Clad in a beige shirt with a handkerchief strapped around the head, she says days, or sometimes, even weeks go by with the gas being untouched. “As per the law, we are entitled to our PF, gratuity and so on,” she says, her colleagues nod in agreement. “But it hardly translates on the ground. The attitude of the TMC government is depressingly similar to the previous Left Front, which is disillusioning.”

The tea gardens were rendered sick because of gross mismanagement on the part of the owners. Majumdar says the private owners made tremendous profits but they were siphoned off elsewhere instead of investing back in the North Bengal's tea gardens. "Their empire thrived on exploitation of workers," he says. "There was no proper financial planning or vision for the tea gardens."
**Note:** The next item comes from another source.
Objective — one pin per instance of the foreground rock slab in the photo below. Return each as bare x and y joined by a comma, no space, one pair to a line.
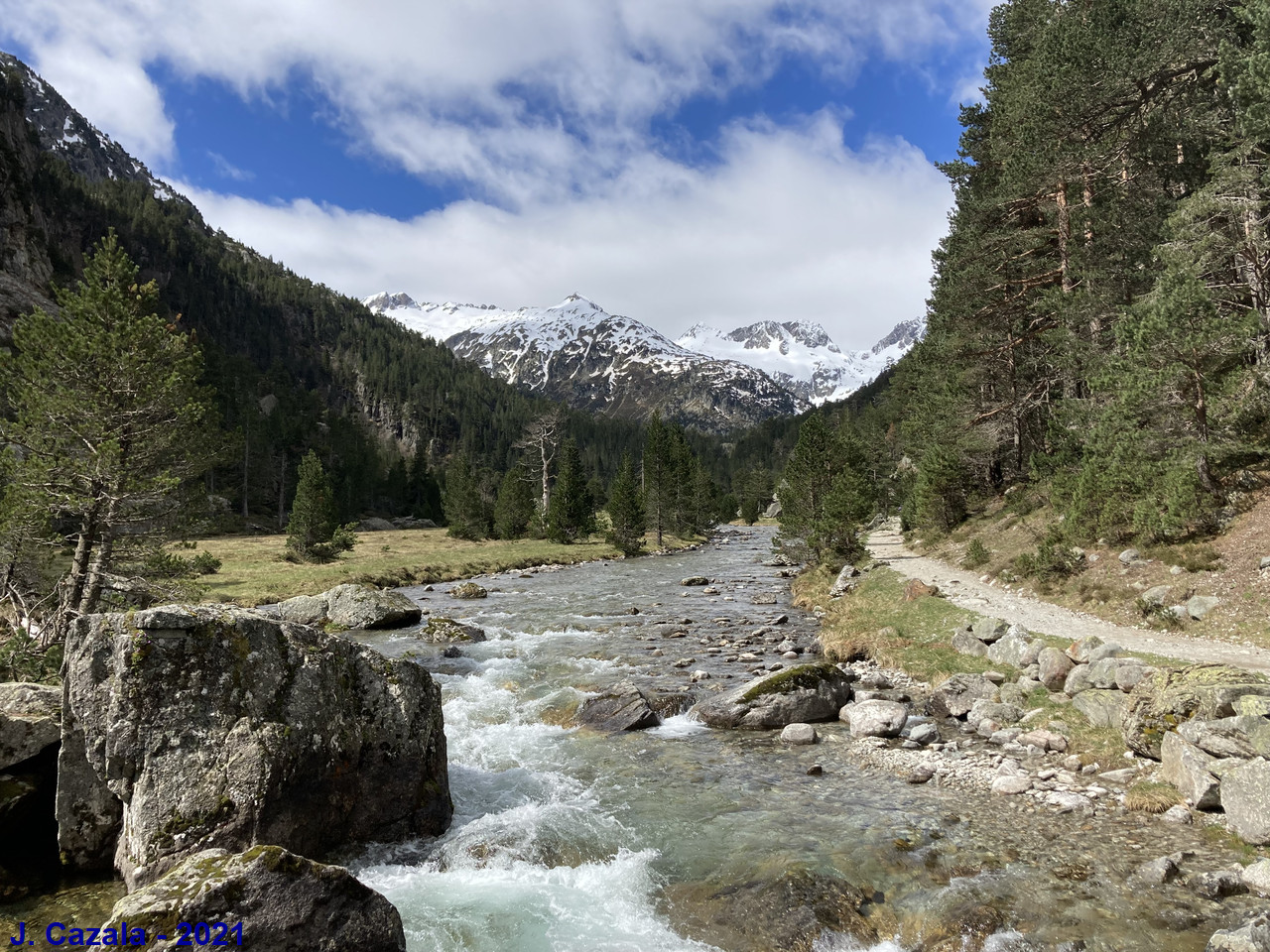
187,729
285,904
However, the TMC government has been equally ineffective in bringing the owners to book. The centre, through a notification, tried to acquire the land on which the tea estates spread out like a trackless desert, but the state has challenged it in court since the land originally belongs to them. Workers complain they have been victims of political shadow boxing between state and centre, and neither of them seems serious in reopening the tea gardens. 

There are 12 constituencies in these two districts of Aliporeduar and Jalpaiguri surrounded by Tea Plantations, and when they go to polls on April 17, the tea worker would prove to be the pivotal chunk. 
Historically, this belt was a den of the Left. They still have strong trade unions in the area but the anti-incumbency of 35 years still resonates here. The alliance with the Congress could boost their chances, since most of the sitting MLAs belong to the two of them combined, but it is difficult to see them hold on to all of their seats.
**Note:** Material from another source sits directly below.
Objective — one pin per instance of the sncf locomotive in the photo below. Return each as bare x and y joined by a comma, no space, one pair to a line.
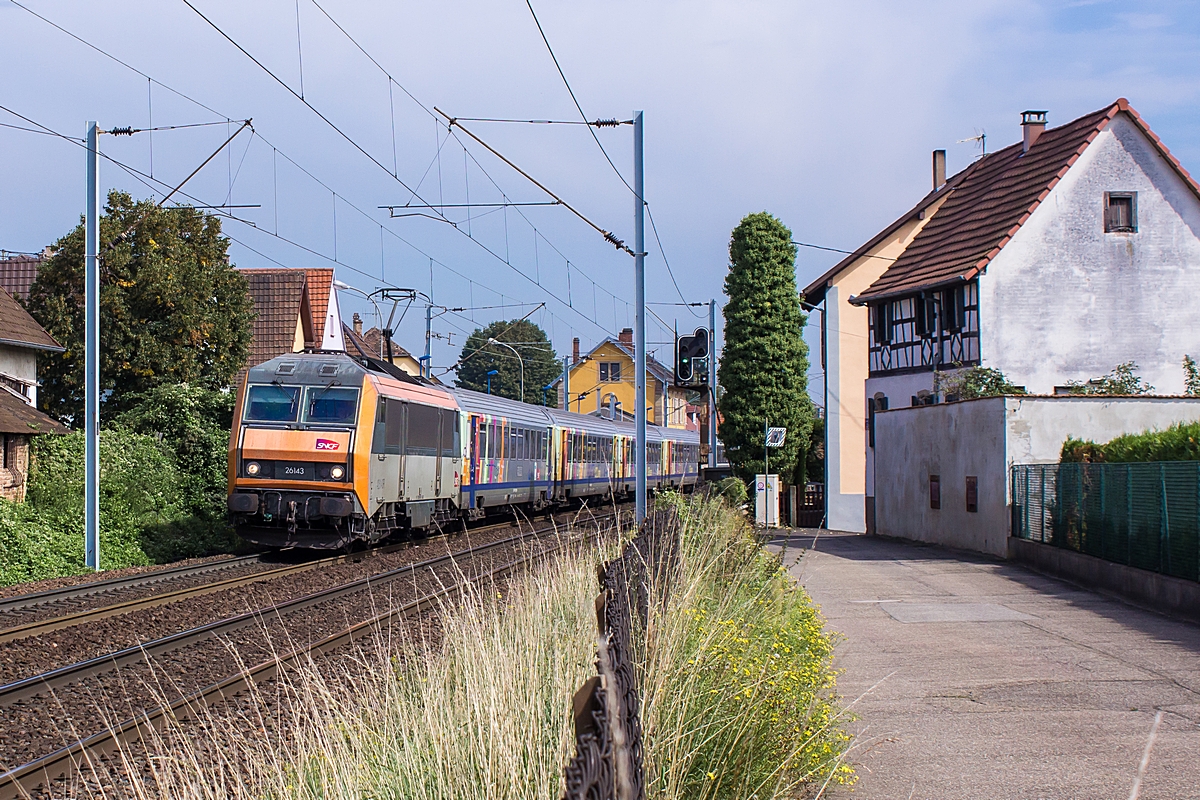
330,450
Tarkeshwar Lohar, a bespectacled former communist party member, suggests the Left have become geriatric and need to be flexible if it wants to regain the lost ground to TMC. “They are still speaking about Marx and Lenin,” he says. “They do not have a youth leader. How will any youngster be attracted towards the party?” 

The locals here had been demanding a Hindi college for eternity. The Left did not heed the demand while Mamata Banerjee did it immediately in 2011 after coming to power. An IT college too is under construction. Plus, many of the villages have now become accessible. 

While travelling through the tea gardens with plants gazing and glittering from every nook and corner, one hardly comes across a red flag while TMC flags deluge the periphery. 

The BJP, interestingly, may not be a major player in other parts of West Bengal but in the Tea belt, it is a factor. The reason being the workers are divided among Tribals and Nepalis. The Tribals, who historically used to be with the Left, have shifted towards the TMC but the Nepali workers side with the BJP.  

Dinesh Kami of the Gorkha Janmukti Morcha says the Nepali workers prefer BJP because Mamata has always neglected the whole community. “The TMC government may have replaced the Left but the tea workers’ penury has not gone anywhere,” he says, adding the BJP is the only viable option for them. “Moreover, TMC has never paid attention to our demands or ethnicity. Recently, Mamata converted 42 of our primary schools into Bangla medium schools.”

Robinson Kujar, president, Progressive Tea Worker’s Union, says Mamata’s work in education and infrastructural sector makes Tribals hopeful towards her. “She has provided scholarships to girls after 10th standard, provided bicycles to school kids,” he says. “The Tribal kids also want opportunities. They want to be first-generation students.”

The split is palpable but the number arithmetic gives TMC the edge. While Nepali workers are around 85,000 in this belt, Tribals make up to 3 lakh of them. Nonetheless, there is no denying the condition of tea workers is, if at all it can, only getting worse and if Mamata still enjoys an upper hand, it is because the 35-year misrule of Left still sends shivers down the spine of the electorate and compels them to be patient even while enduring famine, destitution and starvation.